The clock on the microwave hasn't kept correct time in years. Occasionally a guest will look at it, then jump up in alarm exclaiming they had no idea it was so late. Sometimes we tell them it's the clock. Sometimes we don't. It gives us options.
There's a thistle at the back corner of the house that got so big by early July I didn't pull it, I let it grow to see how things would pan out. It's now nearly as tall as the house and is crawling with so many bumblebees it sometimes sounds as if a chain saw is buzzing in our back yard.
Oh, and the back left burner on the range doesn't work. This is okay. My husband and I are not four-burner cooks.
Antique pagan philosophies and religions said all creation was made from the four elements of earth, wind, fire, and water. Gods and goddesses were the divine beings who animated and controlled these elements. Priests and priestesses were the humans who dared negotiate the spiritual territory between ordinary folks and the ravages of the elements.
Well, we've had a few millennia to get past that simplistic world view. We now know that the world is made of subatomic forces held together with some kind of Einsteinian peanut butter. There's beauty in nature, but gods and goddesses are just a bunch of fun metaphors. No one believes in The Four Elements anymore.
No one except people who live inside houses and apartment buildings. There's nothing like one little house to turn Modern Mankind into Bawling Ancients crawling on their knees and pleading on their cell phones to anyone who claims they can defend a house from earth, wind, fire, and water.
Of course, the priests and priestesses of this religion are plumbers, electricians, chimney sweeps, roofers, tuckpointers, and various other tradespeople who are not confounded by basement seepage and poor air flow in the attic.
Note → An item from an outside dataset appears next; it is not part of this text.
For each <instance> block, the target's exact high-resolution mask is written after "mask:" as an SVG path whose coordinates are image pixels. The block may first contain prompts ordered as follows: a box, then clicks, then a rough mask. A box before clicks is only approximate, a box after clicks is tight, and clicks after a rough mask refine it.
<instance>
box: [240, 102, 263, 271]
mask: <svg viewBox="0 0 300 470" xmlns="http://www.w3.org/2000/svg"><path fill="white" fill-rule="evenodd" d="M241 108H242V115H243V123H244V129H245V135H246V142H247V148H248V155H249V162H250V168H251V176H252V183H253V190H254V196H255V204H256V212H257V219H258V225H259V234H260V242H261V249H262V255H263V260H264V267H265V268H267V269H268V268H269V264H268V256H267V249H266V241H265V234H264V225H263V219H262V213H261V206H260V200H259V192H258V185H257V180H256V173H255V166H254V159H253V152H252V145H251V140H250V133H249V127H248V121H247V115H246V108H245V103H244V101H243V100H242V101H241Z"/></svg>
I go to church regularly, but rarely do my Sunday morning feelings get close to the reverence and terror I have known in my own home.
Have you ever gone into your basement during a rainstorm and noticed an odd puddle over there on the floor? And then looked up to see water burbling out of hairline cracks in the foundation? Shudder. The basement sealing expert was not intimidated, but we were so unnerved we sold the house and left the state.
Or the morning I switched on the bathroom light in my first apartment. A weird, greenish light suffused the small space. I looked up at the globe fixture and wondered how it had obtained that curious tornado sky color overnight. And then realized the fixture was filled with water.
I called my landlady. This woman, who had ignored quite a few requests for quite a long time, was suddenly very interested in my apartment. Plumbers and electricians were standing in my (empty) bathtub not long after, re-creating balance among the Four Elements while racking up some dandy bills for Mrs. Foltos.
So I have come to this realization. Don't call it home repair. Don't get your knits in a knot because every time you turn around, you have to call another guy to repair another problem.
Call it Dabbling in Early Religion. When there's a funny smell in the stove vent, or the toilet stack gets plugged by a fat and wayward squirrel, or mildew makes neon stripes down the walls, don't fuss and despair. Look in the yellow pages under oracles and seers. Gather your offering; generally wheelbarrows filled with cash. Go to your nearest sacred grove and contemplate the ideal of a firm, dry house with windows that never leak, wiring that never blinks, a foundation that never shifts, and trim that never wiggles.
Now there's the ancient kingdom come.